The function back_prop() calculates the gradient for each parameter and stores them in a dictionary (grads), which is returned. This involves using the softmax gradient for the first step (last layer). 

In [39]:
def back_prop(X, Y, AL, Z_A_back, parameters, L):
    
    m = Y.shape[1]
    grads = {}
    grad_Z =  (1/m) * softmax_grad(Y, AL)
    
    for l in reversed(range(1, L-1)):
        grads['W' + str(l+1)] = np.dot(grad_Z, Z_A_back['A' + str(l)].T)
        grads['b' + str(l+1)] = np.sum(grad_Z, axis=1, keepdims=True)        
        grad_A = np.dot(parameters['W' + str(l+1)].T, grad_Z)
        grad_A[Z_A_back['Z' + str(l)] <= 0] = 0 #Note: this step, along with the next, correspond to the back prop of ReLU 
        grad_Z = grad_A

    grads['W1'] = np.dot(grad_Z, X.T)
    grads['b1'] = np.sum(grad_Z, axis=1, keepdims=True)
    
    return grads

# Updating the Parameters 

Inputs are the parameters dictionary (parameters), the gradient dictionary (grads), the learning rate (rate), and the number of non-input laters (L).

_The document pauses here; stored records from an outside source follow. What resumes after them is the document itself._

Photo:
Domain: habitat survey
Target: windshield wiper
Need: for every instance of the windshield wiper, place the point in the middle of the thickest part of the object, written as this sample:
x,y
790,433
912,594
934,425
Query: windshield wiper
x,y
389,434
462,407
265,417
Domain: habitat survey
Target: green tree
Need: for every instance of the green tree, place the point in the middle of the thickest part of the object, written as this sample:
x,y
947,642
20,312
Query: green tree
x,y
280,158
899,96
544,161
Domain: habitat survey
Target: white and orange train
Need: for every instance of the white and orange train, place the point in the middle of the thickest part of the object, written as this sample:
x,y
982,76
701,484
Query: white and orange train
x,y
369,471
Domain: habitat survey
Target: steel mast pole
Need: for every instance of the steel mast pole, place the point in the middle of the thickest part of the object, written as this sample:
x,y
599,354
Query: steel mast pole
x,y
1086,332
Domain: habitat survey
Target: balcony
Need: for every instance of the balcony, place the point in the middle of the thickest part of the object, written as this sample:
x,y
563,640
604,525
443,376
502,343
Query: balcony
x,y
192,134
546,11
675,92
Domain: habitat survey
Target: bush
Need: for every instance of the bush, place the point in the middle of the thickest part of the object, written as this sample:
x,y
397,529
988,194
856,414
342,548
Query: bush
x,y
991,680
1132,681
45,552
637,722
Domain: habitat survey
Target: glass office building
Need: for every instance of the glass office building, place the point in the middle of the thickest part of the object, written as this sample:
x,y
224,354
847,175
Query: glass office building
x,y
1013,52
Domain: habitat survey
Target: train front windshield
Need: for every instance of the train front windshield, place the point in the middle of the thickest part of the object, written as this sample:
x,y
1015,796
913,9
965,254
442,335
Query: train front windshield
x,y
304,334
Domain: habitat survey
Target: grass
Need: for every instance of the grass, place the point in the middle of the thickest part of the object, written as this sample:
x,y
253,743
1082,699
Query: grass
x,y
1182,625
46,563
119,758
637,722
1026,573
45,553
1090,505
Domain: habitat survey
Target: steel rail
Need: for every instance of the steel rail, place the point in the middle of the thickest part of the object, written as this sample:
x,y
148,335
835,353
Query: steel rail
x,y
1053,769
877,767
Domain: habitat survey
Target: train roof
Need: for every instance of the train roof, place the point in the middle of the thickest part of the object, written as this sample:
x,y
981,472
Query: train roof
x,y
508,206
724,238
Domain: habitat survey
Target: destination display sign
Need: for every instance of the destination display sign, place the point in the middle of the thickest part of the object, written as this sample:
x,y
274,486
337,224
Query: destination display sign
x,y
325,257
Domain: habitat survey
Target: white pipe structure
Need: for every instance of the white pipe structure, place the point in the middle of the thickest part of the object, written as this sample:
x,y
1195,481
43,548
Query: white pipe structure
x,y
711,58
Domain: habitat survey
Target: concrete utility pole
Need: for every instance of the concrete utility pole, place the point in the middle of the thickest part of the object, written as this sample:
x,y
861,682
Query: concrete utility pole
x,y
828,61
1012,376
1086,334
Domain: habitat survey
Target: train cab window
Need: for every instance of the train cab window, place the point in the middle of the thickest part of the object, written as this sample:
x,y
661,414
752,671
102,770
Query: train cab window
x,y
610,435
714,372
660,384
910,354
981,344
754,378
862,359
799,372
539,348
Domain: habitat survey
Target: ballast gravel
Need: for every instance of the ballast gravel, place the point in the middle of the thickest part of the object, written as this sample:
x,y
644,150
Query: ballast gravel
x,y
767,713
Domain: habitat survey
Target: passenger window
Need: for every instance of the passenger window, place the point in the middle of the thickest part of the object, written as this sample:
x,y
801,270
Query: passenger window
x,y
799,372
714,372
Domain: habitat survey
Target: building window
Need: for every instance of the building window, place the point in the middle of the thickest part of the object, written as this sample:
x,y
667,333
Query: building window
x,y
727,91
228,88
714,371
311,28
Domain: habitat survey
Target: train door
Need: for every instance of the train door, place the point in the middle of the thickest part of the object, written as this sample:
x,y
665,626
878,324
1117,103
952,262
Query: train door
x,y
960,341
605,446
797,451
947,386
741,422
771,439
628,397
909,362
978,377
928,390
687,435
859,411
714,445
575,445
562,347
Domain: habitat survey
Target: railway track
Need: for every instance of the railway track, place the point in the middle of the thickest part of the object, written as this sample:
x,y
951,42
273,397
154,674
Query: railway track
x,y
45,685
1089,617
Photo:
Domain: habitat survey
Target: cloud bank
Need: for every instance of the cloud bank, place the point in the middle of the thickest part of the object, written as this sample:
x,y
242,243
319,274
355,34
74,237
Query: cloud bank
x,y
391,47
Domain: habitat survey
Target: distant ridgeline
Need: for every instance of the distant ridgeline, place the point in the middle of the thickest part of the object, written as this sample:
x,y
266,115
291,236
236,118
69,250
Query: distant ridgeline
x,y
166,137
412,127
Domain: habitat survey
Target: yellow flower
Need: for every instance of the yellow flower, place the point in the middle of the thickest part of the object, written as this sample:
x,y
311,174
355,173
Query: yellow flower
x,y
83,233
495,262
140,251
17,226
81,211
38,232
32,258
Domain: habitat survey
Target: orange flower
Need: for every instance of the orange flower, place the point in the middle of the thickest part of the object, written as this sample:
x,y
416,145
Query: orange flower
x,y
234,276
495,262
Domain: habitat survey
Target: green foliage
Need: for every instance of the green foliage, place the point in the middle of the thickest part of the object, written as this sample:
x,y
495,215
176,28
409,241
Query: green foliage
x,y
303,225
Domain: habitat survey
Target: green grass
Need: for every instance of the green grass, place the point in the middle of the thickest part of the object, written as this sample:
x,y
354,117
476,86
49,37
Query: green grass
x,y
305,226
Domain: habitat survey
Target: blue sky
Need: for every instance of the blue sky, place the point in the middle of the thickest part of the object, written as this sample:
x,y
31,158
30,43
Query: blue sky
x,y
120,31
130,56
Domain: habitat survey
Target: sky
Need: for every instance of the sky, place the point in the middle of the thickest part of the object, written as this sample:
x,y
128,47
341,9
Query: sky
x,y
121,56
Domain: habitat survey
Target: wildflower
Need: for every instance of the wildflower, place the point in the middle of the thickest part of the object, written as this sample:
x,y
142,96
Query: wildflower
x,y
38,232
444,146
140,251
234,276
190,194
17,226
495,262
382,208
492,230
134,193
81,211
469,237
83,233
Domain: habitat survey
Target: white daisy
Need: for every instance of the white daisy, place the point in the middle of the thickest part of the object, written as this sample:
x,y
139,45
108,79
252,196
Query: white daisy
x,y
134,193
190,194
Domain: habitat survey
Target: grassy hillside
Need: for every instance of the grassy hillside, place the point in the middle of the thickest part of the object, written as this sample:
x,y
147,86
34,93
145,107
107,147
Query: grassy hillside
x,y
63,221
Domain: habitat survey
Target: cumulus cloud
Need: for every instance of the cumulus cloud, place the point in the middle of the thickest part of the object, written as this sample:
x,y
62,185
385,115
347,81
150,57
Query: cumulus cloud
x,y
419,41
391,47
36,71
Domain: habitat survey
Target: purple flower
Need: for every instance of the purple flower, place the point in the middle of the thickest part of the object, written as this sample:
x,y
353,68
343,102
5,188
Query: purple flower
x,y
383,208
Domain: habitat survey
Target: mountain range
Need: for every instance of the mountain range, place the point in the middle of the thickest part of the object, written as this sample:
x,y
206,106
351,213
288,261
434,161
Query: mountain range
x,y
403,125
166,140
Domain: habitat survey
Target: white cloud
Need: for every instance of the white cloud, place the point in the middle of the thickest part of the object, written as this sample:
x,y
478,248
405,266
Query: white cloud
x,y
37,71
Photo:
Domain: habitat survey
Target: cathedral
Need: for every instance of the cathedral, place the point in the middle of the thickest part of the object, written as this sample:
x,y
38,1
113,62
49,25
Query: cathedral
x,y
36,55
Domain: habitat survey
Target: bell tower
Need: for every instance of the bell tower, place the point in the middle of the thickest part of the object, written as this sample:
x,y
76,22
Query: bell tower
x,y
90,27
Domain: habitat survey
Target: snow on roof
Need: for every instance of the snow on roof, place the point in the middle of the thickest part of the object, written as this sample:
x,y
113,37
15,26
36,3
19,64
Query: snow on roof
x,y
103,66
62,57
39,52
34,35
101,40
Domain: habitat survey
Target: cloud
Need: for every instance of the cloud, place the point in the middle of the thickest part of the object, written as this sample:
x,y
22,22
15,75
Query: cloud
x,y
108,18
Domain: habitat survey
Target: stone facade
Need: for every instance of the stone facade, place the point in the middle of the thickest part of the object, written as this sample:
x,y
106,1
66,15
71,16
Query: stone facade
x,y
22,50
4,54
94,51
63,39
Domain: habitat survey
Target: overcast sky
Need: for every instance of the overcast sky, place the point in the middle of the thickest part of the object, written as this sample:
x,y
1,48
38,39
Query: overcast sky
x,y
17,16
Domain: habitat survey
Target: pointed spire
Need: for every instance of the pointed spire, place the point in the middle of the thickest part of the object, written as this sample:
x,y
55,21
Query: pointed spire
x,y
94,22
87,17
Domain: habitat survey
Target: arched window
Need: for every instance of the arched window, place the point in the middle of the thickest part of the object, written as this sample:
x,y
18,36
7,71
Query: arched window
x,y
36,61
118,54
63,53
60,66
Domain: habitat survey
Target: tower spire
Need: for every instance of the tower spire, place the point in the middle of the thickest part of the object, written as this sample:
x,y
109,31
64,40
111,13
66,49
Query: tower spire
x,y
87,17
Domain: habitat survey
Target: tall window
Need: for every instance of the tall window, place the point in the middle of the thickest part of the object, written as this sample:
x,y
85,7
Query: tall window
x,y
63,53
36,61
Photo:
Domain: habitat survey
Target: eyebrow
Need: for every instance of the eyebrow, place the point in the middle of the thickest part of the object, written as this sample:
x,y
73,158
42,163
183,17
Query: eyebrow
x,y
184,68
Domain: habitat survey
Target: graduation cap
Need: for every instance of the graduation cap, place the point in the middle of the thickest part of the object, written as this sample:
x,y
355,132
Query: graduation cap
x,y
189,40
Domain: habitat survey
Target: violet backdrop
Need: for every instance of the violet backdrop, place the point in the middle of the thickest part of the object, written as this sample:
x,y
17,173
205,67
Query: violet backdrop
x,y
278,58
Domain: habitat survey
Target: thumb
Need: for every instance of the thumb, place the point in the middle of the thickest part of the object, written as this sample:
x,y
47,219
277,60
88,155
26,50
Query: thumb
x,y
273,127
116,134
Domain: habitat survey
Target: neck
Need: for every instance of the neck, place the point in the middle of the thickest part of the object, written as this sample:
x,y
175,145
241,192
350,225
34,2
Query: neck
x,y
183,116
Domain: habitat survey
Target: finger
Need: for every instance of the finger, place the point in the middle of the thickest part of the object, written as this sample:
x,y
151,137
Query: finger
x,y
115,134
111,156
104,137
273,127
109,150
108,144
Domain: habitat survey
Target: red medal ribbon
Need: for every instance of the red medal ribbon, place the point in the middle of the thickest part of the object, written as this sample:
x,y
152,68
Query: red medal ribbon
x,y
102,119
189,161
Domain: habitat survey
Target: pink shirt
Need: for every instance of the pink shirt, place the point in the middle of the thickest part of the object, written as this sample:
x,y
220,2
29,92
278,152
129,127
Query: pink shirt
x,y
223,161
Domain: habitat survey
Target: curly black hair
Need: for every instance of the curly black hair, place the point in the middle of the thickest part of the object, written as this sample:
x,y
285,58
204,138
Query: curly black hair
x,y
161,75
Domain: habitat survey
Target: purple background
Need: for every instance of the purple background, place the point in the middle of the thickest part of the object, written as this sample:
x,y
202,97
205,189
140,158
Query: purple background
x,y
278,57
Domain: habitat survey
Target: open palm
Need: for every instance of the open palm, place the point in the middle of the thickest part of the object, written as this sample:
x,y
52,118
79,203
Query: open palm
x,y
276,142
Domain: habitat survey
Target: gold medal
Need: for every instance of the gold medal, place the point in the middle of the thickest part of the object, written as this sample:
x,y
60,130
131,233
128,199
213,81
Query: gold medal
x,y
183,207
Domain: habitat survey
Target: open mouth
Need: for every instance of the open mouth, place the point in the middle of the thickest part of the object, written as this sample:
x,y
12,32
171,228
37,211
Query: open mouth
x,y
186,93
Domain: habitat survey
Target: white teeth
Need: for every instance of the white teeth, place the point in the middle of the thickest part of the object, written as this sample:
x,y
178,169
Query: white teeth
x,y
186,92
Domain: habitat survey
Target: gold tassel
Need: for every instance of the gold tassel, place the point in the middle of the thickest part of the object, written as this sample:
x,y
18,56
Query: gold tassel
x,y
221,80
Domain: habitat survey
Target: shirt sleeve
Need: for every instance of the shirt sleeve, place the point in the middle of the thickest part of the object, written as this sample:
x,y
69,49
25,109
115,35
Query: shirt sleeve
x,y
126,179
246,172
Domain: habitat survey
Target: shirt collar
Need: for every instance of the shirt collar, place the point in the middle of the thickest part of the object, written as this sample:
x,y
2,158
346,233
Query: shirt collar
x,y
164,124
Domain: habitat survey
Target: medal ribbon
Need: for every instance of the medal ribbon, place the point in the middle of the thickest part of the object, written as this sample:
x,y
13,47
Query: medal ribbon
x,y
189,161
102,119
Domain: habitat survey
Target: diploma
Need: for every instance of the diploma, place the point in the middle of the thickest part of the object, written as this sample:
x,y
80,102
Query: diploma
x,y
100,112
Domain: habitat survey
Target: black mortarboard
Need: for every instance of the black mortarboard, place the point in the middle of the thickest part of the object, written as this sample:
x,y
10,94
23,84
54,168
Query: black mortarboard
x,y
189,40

The function update_parameters() uses gradient descent to update the weight and bias parameters. It returns the updated parameters dictionary. 

In [21]:
def update_parameters(parameters, grads, rate, L):
    for l in reversed(range(1, L-1)):
        parameters['W' + str(l)] -= rate * grads['W' + str(l)]
        parameters['b' + str(l)] -= rate * grads['b' + str(l)]
        
    return parameters

# Creating the Model

The neural network model can now be created by using the above functions.

In [22]:
def Model(X, Y, X_test, Y_test, num_neurons, iterations, rate, L):
    
    parameters = initialize(num_neurons)
    training_costs = []
    testing_costs = []
    
    for iteration in range(iterations+1):
        AL, caches = forward_prop(X, parameters, L)
        cost = costs(AL, Y)
        grads = back_prop(X, Y, AL, Z_A_back, parameters, L)
        parameters = update_parameters(parameters, grads, rate, L)
        AL_test, _ = forward_prop(X_test, parameters, L)
        cost_test = costs(AL_test, Y_test)
        training_costs.append(cost)
        testing_costs.append(cost_test)
        if iteration % 100 == 0:
            print('Iteration number:', iteration, 'Training Cost:', cost, '& Testing Cost:', cost_test)
    
    return parameters

# Predicting

Predictions can be made using the computed parameters. 

Softmax returns an n-by-1 array, where n is the number of categories. The top element corresponds to model-calculated probability of category 0, the second element is the probability for category 1, etc.

The function predict() takes the argmax of this array to predict the category with the greatest probability. 

In [23]:
def predict(X, parameters):

    AL, _ = forward_prop(X, parameters)
    predictions = np.argmax(AL, axis = 0)
    
    return predictions

# Final Notes

In order for a dataset to be usable with this model, the data must follow a specific format. In particular, X must be an n_x by m matrix, where n_x is the number of features and m is the number of data points. Further, Y must be an n_y by m matrix, where n_y is the number of classification labels and m is the number of data points. A function such as np.eye() may be useful when converting common label formats to the correct format for this model.